Its close proximity to the shore makes it easily accessible, allowing visitors to explore the rich underwater world just a few yards offshore. The wreckage site is situated in a protected bay, offering a safe and calm environment for underwater exploration. The shallow depth of just 5 meters allows for a longer bottom time, perfect for snorkelers or divers who prefer shallower dives.

One of the highlights of this dive site is the abundance of marine life that can be found here. Divers and snorkelers will come across a wide variety of critters, including seahorses, octopus, lobsters, and if you’re lucky, the elusive nudibranch. These fascinating creatures add a touch of color and excitement to the underwater landscape. The tugboat wreck itself is covered in overgrown tube sponges and coral, creating a mesmerizing sight The vibrant colors and textures provide a stunning backdrop for underwater photography enthusiasts.

I’m back in Curaçao and excited to dive again. I hop in a car with a friend and we head towards the shore at Director’s Bay, located at the tip of CaracasBaai. Known to be one of the most diverse dive sites on this side of the island, it is where the famous Tugboat wreck rests upright at aprox 6m/18feet on the southernmost point of an extensive sand plateau. Since it accidentally sunk over 30 years ago, the wreck became fully covered with many different coral formations and colorful sponges. The dive spot is sheltered from the elements so the diving conditions are near perfect. There are hardly any waves or current at this site.

Chest-deep in turquoise waters, we descend and the feeling of weightlessness is freeing once again. Just around the corner in a southeasterly direction we found a steep wall which drops down to 30m/100feet depth. The top of the reef and the shallow part of drop off are fully covered with Sea Rods, Sea Fans, Tube Sponges, Star Coral and an abundance of fish such as Sergeant Majors, Sea Horses and schools of Jack’s. 
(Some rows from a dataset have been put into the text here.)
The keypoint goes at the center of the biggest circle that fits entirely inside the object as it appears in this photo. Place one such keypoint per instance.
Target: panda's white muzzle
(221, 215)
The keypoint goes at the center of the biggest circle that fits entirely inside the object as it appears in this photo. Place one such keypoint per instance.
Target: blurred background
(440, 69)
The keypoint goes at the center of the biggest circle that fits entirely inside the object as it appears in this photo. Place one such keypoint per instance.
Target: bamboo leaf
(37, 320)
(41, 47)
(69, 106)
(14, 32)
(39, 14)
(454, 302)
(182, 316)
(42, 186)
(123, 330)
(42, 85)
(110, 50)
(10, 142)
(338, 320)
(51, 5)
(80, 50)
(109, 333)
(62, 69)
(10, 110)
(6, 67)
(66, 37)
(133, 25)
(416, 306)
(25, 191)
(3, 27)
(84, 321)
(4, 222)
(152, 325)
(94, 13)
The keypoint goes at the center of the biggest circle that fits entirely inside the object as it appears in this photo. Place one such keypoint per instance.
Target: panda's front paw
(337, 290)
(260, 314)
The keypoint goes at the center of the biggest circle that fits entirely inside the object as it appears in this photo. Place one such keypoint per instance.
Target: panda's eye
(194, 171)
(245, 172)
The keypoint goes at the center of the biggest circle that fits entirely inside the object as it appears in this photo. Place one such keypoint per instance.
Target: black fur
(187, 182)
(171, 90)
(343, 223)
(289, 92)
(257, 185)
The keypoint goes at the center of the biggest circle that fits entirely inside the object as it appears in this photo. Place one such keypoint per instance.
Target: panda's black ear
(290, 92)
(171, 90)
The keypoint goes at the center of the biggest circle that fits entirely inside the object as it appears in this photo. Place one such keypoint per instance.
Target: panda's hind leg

In the deeper part, Black Coral and Elephant Ear Sponges dominate the wall. After we reach the desired depth we turn back to follow our guide to the tugboat fully covered with a variety of coral formations, colorful sponges and plenty of fish circling the wreck. I have snorkeled and free dived here a few times but the experience of scuba diving here is out of this world.

The volcanic limestone under the waters of Curaçao has been developing for millions of years, ultimately becoming a true work of art and I can’t help but feel grateful and privileged that we have an access pass to this magnificent underwater word. 


Superior Producer:
In 1977 the Superior Producer was on its way to Isla Margarita, when it came into the harbor of Curaçao to take on fuel and supplies. As the ship exited, it ran into trouble and rough seas when part of the cargo shifted and the ship started to take on water. It was towed to the north of the harbor entrance where it finally sunk just off the coast of Otrobanda. The wreck measures about 50 meters in length and sits upright on a sand plateau only 60 meters away from the shore, at a depth of about 30 meters/100ft. The shallowest part of the wreck is the top of the super structure which is at around 18 meters/40ft depth.  After all these years on the bottom of the sea the wreck is completely covered with many different species of corals and sponges. The orange tube coral does very well under low light conditions and covers much of the wreck. The polyps of this coral extend during the night to catch food, the wreck turns orange.